I Cinquestelle sono di destra o sinistra? “Etichette preistoriche”, dice Grillo riecheggiando il Berlusconi dell’“oltre la destra e la sinistra” (ma pur sempre anti-comunista). Infine l’economia, intesa come risparmio e reinvestimento: “Il Tav Torino-Lione non serve, via: si risparmiano 20 miliardi. I cacciabombardieri non servono, via, si risparmiano 15 miliardi. Le province non servono, via: altri miliardi risparmiati. Le pensioni non devono superare i 3mila euro netti al mese, tanto se guadagnavi milioni qualcosa da parte avrai messo, no? Altro che spending review”.

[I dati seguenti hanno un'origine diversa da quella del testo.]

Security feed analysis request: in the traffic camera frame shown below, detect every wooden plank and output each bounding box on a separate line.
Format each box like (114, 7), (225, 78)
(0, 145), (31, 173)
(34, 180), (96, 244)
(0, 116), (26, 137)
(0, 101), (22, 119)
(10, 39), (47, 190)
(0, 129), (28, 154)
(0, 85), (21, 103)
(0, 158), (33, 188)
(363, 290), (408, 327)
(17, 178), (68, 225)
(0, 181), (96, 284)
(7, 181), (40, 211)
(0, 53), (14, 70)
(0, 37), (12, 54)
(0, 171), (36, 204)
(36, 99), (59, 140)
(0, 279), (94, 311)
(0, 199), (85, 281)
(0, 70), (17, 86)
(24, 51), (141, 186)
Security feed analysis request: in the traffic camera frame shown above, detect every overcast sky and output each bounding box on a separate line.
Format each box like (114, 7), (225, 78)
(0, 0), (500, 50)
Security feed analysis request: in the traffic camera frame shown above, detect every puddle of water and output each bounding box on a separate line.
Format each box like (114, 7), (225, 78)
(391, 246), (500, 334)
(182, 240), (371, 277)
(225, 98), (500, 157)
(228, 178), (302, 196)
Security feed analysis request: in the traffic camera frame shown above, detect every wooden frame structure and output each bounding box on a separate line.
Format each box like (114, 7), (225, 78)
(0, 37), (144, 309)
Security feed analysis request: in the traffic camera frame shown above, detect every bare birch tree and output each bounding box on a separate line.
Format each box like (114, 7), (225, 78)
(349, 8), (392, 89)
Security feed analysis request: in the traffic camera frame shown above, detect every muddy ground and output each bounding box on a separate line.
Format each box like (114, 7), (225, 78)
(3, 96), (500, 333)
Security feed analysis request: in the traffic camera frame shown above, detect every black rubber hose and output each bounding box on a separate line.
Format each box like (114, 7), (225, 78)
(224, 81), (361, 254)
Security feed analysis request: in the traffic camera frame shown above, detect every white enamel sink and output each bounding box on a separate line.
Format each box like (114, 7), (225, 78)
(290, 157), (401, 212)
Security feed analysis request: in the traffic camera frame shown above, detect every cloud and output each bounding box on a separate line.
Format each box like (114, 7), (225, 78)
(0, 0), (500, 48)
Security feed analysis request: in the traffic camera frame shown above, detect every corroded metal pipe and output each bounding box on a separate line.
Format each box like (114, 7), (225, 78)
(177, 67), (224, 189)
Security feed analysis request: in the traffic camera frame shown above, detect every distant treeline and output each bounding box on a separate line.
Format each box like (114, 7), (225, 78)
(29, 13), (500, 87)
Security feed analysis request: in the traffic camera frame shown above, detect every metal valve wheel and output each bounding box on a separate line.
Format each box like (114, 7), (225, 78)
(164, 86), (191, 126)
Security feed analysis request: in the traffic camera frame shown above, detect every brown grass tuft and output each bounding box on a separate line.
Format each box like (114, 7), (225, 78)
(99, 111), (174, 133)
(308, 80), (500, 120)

Peccato che i buoni propositi cozzino con la realtà di un’esperienza, per esempio quella di Pizzarotti a Parma, partita malissimo, come nota proprio Travaglio: “Prima quell’idea di mandare i rifiuti a bruciare in Olanda perché tanto, se i bambini olandesi si beccano il cancro, ‘non sono io che governo in Olanda’. E la giunta non c’è ancora”. Grillo si fa concavo, cioè tollerante. Si deve capire l’esperienza, dice. Nessuno nasce perfetto. Sì, la comicità intelligente fa paura. Con le battute e i sogni non si governa. E fa ancora più spavento, Grillo, adesso che mostra di voler giocare sul serio a fare il politico. Da professionista qual è.